The first thing I did after we won was remove the bumper sticker.
##
I am still hunkering. You might be too.
##
There is no actual ending to this. We make gains. We are pushed back. We make gains again, maybe a little farther. We are pushed back. This is the story of oppression in America, but this time feels different. Google the statistics.
You may be safer campaigning for the environment right now. Today, maybe just make a few calls in support of Obamacare. There’s a lot of work to be done on climate change. You can resist without your own body being damaged. I don’t want to lose you. It is not noble to leave your parents in bereavement or your children unparented. A lot of good has been done in Matthew Shepard’s name, but his mother just wants him back.

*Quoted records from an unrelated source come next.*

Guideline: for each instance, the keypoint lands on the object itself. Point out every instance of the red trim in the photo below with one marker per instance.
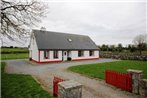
(84, 59)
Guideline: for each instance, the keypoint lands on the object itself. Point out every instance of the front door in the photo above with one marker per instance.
(64, 55)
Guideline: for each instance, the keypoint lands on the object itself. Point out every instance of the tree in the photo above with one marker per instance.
(104, 47)
(141, 42)
(19, 16)
(131, 48)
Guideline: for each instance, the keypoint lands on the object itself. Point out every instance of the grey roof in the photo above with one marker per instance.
(63, 41)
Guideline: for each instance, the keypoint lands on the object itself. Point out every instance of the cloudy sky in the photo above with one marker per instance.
(105, 21)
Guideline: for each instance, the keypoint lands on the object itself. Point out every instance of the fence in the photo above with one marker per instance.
(120, 80)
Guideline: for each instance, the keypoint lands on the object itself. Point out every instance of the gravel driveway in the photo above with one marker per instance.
(44, 73)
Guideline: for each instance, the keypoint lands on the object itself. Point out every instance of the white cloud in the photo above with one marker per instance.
(105, 21)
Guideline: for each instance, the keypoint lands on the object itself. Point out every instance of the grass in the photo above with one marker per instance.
(98, 70)
(14, 50)
(20, 86)
(14, 56)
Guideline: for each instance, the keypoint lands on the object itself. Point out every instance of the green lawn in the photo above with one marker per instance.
(98, 70)
(20, 86)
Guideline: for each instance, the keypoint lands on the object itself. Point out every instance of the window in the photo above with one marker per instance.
(80, 53)
(55, 54)
(91, 53)
(46, 54)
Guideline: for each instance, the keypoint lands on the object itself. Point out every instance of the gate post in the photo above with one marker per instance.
(137, 75)
(70, 89)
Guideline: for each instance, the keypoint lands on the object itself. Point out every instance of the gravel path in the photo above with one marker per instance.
(44, 73)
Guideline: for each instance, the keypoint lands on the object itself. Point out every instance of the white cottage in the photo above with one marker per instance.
(48, 46)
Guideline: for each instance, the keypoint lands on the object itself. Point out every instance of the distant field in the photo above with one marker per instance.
(20, 86)
(14, 53)
(14, 56)
(98, 70)
(123, 52)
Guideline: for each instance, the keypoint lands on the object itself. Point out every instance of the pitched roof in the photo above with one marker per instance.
(63, 41)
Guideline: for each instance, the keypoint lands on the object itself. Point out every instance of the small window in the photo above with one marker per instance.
(46, 54)
(55, 54)
(80, 53)
(70, 40)
(91, 53)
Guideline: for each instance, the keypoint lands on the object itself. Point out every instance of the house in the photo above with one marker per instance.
(48, 46)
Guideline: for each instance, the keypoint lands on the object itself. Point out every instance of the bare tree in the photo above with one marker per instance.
(18, 16)
(141, 42)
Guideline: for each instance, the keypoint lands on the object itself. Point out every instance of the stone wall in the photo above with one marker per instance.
(70, 89)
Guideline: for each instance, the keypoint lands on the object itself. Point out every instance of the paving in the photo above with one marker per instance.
(44, 73)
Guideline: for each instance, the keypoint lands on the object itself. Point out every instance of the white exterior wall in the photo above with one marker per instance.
(74, 55)
(42, 59)
(33, 50)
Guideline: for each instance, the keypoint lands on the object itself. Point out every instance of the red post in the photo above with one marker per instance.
(55, 86)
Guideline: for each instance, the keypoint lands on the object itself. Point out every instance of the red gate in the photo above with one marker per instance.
(120, 80)
(55, 86)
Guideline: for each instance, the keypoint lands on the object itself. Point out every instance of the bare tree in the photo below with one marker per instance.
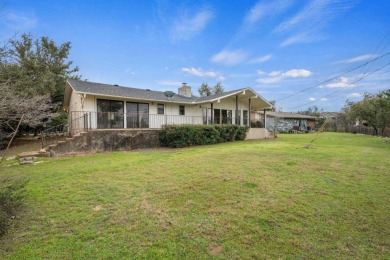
(26, 110)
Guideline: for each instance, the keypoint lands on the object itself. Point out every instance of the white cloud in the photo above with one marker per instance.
(203, 74)
(277, 76)
(269, 80)
(305, 26)
(18, 21)
(365, 57)
(169, 83)
(263, 9)
(355, 95)
(274, 73)
(242, 75)
(186, 27)
(229, 57)
(342, 83)
(317, 12)
(297, 73)
(261, 59)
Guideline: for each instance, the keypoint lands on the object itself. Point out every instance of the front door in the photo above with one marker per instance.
(137, 115)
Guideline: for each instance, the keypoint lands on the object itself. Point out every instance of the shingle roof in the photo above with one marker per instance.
(288, 115)
(119, 91)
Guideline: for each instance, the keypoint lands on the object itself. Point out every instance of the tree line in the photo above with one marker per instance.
(33, 73)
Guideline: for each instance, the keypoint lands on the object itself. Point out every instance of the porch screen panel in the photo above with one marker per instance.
(117, 114)
(137, 115)
(132, 115)
(226, 116)
(217, 116)
(103, 109)
(109, 114)
(238, 117)
(245, 117)
(143, 115)
(204, 115)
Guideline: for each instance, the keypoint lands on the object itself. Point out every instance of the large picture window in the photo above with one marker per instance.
(238, 117)
(109, 114)
(182, 110)
(160, 109)
(226, 116)
(137, 115)
(222, 116)
(245, 117)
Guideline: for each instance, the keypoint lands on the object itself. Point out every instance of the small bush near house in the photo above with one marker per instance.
(257, 124)
(11, 200)
(189, 135)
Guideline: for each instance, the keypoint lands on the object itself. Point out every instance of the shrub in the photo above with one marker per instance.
(188, 135)
(257, 124)
(12, 194)
(241, 133)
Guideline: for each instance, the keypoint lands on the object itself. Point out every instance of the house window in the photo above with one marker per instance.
(226, 116)
(245, 117)
(160, 109)
(182, 110)
(109, 114)
(137, 115)
(217, 116)
(238, 117)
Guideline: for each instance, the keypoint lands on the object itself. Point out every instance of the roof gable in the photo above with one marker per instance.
(151, 95)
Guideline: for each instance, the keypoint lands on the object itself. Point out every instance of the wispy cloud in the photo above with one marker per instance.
(315, 13)
(342, 82)
(354, 95)
(203, 74)
(169, 83)
(360, 58)
(277, 76)
(186, 27)
(269, 8)
(229, 57)
(314, 99)
(305, 25)
(261, 59)
(18, 21)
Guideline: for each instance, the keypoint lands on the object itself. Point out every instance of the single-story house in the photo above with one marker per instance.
(103, 106)
(285, 121)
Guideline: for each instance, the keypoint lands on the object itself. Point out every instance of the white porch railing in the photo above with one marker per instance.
(79, 120)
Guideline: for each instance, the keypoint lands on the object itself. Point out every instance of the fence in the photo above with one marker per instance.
(54, 134)
(80, 121)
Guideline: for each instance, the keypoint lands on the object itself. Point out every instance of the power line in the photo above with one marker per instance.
(376, 49)
(360, 79)
(342, 74)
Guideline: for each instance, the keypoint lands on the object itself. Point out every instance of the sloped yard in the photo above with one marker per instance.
(251, 199)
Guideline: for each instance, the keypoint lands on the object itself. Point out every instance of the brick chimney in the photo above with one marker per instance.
(185, 90)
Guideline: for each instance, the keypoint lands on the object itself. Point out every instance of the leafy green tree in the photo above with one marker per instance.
(204, 90)
(36, 71)
(37, 67)
(374, 110)
(218, 88)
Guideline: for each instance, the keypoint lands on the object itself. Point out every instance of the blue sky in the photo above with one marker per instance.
(278, 47)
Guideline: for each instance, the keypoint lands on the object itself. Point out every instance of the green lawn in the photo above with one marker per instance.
(251, 199)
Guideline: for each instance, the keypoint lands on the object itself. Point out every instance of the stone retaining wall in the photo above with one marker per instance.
(107, 140)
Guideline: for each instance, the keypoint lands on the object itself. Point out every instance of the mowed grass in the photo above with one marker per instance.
(250, 199)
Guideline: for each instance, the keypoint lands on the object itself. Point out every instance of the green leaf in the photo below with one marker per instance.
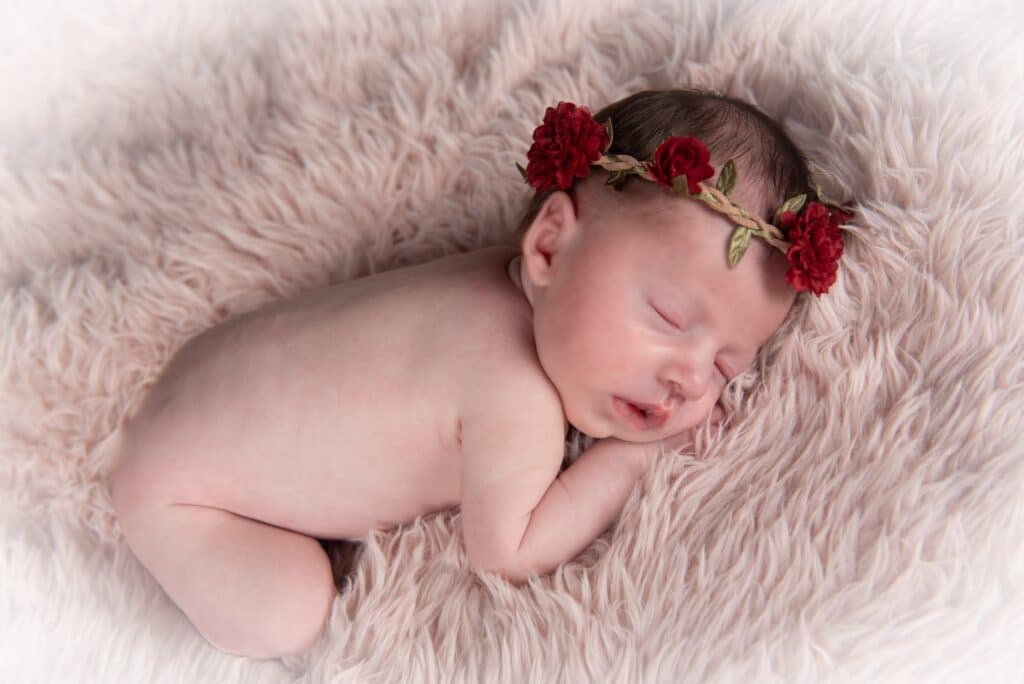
(727, 178)
(794, 204)
(738, 244)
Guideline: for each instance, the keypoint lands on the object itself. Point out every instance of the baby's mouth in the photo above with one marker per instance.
(644, 415)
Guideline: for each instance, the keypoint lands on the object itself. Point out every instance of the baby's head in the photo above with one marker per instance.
(636, 305)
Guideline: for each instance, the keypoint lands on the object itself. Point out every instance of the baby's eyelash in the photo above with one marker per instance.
(664, 317)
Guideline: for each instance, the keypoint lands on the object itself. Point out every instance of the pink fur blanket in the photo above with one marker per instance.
(165, 165)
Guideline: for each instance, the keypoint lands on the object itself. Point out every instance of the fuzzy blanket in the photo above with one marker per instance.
(167, 165)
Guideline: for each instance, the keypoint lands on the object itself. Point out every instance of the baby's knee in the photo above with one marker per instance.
(291, 623)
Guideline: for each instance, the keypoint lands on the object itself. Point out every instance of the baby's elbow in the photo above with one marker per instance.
(515, 570)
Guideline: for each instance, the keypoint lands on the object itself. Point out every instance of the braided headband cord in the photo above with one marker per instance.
(804, 228)
(712, 197)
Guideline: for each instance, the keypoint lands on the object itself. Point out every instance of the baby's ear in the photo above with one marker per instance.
(551, 232)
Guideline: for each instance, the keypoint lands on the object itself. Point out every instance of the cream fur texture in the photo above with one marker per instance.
(166, 165)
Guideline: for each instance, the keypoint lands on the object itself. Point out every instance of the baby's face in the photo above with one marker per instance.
(634, 303)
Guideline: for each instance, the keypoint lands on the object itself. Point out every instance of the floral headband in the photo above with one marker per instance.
(569, 141)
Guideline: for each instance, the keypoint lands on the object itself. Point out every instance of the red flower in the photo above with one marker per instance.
(563, 147)
(816, 246)
(681, 156)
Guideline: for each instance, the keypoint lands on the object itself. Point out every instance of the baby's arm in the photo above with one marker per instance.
(518, 514)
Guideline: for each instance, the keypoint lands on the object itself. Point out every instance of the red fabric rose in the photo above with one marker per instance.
(816, 245)
(563, 147)
(681, 156)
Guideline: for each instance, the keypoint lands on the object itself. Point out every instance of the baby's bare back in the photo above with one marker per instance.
(336, 412)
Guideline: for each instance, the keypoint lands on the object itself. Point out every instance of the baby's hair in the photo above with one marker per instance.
(731, 128)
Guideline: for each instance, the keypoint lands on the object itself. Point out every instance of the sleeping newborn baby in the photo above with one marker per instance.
(668, 239)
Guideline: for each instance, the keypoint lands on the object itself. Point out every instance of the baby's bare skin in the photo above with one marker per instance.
(337, 412)
(366, 404)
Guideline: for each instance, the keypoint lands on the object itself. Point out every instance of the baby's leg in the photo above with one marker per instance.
(251, 589)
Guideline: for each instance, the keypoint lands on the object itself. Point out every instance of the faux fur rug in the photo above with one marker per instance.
(166, 166)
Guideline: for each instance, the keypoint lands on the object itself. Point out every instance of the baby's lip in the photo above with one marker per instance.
(657, 415)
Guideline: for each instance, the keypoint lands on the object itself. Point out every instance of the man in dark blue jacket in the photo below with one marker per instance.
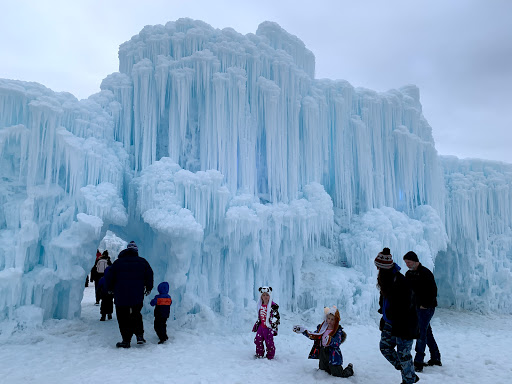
(425, 288)
(130, 277)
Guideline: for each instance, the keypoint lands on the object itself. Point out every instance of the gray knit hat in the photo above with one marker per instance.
(384, 259)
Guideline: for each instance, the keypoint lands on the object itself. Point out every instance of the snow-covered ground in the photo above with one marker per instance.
(475, 349)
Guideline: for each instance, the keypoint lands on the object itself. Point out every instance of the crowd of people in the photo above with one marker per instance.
(407, 305)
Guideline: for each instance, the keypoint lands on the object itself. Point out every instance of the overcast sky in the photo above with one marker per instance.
(458, 52)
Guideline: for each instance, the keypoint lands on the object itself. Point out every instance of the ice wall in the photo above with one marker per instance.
(51, 146)
(232, 167)
(475, 272)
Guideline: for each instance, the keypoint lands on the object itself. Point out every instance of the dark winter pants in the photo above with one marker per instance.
(161, 327)
(426, 336)
(107, 304)
(266, 335)
(401, 360)
(130, 321)
(335, 370)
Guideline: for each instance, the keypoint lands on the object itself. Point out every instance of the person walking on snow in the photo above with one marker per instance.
(327, 340)
(425, 288)
(399, 322)
(130, 278)
(162, 303)
(267, 323)
(98, 271)
(107, 299)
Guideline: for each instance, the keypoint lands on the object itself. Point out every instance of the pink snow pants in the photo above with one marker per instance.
(265, 334)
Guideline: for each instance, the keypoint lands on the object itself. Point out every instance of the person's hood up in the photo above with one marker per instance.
(163, 288)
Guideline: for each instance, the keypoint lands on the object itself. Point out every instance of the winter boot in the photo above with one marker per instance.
(348, 371)
(416, 379)
(123, 344)
(432, 362)
(140, 339)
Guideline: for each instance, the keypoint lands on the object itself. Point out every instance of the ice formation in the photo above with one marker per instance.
(231, 166)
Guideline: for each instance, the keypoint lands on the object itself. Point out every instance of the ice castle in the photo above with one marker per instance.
(232, 167)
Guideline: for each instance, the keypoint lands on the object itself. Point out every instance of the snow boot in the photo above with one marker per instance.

Rachel Platten’s song became Hillary Clinton’s campaign song, did you know that? This is her fight song, take back her life song, prove she’s all right song. Take the ball, make a score, win the game. For the 2016 Democratic National Convention, a bunch of celebrities were brought together to create an a cappella version of the song, and a video played on giant screens hanging over the convention floor. Not everyone sang on key, but everyone sang. They sang even though everyone was listening. They sang, not privately into flip phones from dark highways, but in full color for the whole country to hear and you can watch it again and again on Youtube. I did. Just yesterday.
I’m not saying to sit it out. I am saying to sit it out. I don’t know what I want you to do. Just watch your back. Get a big dog. When the hairs on your arms stand up, listen to them. Get out of there.
Over one, over all, we will reign. And I don’t really care if nobody else believes.